Helping Businesses With The Employee Visa Process
As the energy, defense, aerospace and other industries continue to expand across the south-central U.S., bringing in workers from overseas is often necessary for businesses to continue growing. John W. Lawit helps businesses across Texas and New Mexico with immigration issues to bring workers into the country. In the process, we also help people from around the globe obtain employment visas to help U.S. businesses meet their employment needs.

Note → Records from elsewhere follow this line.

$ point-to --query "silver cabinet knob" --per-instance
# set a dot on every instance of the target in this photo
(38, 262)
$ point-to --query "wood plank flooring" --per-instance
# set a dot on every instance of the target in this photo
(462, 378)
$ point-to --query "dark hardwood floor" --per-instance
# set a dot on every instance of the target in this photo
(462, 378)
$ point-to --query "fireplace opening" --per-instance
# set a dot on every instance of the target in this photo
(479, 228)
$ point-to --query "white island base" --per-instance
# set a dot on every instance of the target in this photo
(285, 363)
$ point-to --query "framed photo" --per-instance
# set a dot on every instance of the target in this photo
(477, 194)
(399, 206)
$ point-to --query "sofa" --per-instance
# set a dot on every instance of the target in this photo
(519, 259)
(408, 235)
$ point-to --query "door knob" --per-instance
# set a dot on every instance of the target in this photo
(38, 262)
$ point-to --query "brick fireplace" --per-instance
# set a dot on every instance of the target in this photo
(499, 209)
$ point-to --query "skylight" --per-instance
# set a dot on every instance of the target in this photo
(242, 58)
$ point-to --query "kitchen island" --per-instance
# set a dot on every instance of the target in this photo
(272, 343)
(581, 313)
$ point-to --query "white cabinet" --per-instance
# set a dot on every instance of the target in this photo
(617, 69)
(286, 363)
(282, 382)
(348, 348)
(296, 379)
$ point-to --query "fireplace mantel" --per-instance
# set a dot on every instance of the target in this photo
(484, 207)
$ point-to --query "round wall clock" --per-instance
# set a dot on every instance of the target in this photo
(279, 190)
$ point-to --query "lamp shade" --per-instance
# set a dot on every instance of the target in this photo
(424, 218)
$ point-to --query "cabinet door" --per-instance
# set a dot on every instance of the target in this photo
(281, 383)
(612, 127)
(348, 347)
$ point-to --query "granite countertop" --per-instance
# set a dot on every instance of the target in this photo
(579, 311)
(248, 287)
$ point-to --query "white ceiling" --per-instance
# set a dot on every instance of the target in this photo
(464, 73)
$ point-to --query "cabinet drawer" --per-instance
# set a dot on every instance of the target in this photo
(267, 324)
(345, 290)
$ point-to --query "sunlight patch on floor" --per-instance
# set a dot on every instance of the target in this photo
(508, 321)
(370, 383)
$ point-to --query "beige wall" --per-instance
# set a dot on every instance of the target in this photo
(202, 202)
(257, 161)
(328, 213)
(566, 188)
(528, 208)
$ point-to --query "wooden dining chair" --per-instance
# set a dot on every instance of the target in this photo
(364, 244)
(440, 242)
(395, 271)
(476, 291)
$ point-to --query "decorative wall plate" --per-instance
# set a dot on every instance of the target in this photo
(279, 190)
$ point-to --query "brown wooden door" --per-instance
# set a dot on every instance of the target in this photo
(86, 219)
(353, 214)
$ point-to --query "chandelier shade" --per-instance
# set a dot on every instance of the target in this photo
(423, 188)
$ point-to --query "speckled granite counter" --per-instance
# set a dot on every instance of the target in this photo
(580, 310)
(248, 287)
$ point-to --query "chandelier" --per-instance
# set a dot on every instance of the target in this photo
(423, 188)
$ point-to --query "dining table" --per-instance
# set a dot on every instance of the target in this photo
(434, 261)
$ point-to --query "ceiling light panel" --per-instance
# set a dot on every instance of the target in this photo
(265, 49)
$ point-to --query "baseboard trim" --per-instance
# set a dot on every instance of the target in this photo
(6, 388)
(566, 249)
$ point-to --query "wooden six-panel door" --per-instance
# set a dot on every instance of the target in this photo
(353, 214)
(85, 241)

The Immigrant Employee Visa Application Process
The application process for temporary employment-based immigrant visas is complicated. There are five preference categories of visas based on the skills, education and abilities of individual workers. Each preference category has a unique set of requirements and directives. Depending on the type of visa and the immigrant’s country of origin, both the Department of Labor and the U.S. Citizenship and Immigration Services (USCIS) may require applications at different points in the application process.
The number of employment-based immigrant visas granted each fiscal year is limited to approximately 140,000. Incoming visa petitions are processed in chronological order from the day they are filed until the annual limit for the preference category is met. An improperly filed petition is automatically rejected and may effectively ruin your chances of getting a visa in the future. By partnering with us, we’ll make sure all documents are filed correctly and on time.
Nonimmigrant (Temporary) Employee Visas
Nonimmigrant visas are used for projects that are limited in length, anywhere from a few months to a few years. The most common type of temporary visa is the H-1B visa, available to foreign nationals who have specialized skills. The U.S. currently limits H-1B visas to 85,000 per year with 20,000 of those reserved for workers who have a master’s degree. Because applications for H-1B far exceed the number available, working with an immigration lawyer to make sure applications are filed quickly and accurately can be critical to getting the workers you need.
TN visas were created as part of the North American Free Trade Agreement and are available exclusively to citizens of Canada and Mexico. Unlike the H-1B, TN visas can be extended indefinitely. Only professionals with a baccalaureate or Licenciatura degree qualify under TN visa guidelines. The guidelines also list 63 types of qualifying positions that include medical professionals, teachers, managers, designers and other skilled professionals. Unskilled workers do not qualify for the TN visa.
There are several other types of nonimmigrant visas for other workers; L visas are used by international companies to transfer employees between branches in different countries, R visas are used for religious workers, and O visas are used for people with extraordinary abilities or who have earned distinction in their field. No matter what type of visa you need help with, the attorneys at John W. Lawit can assist you with the application process.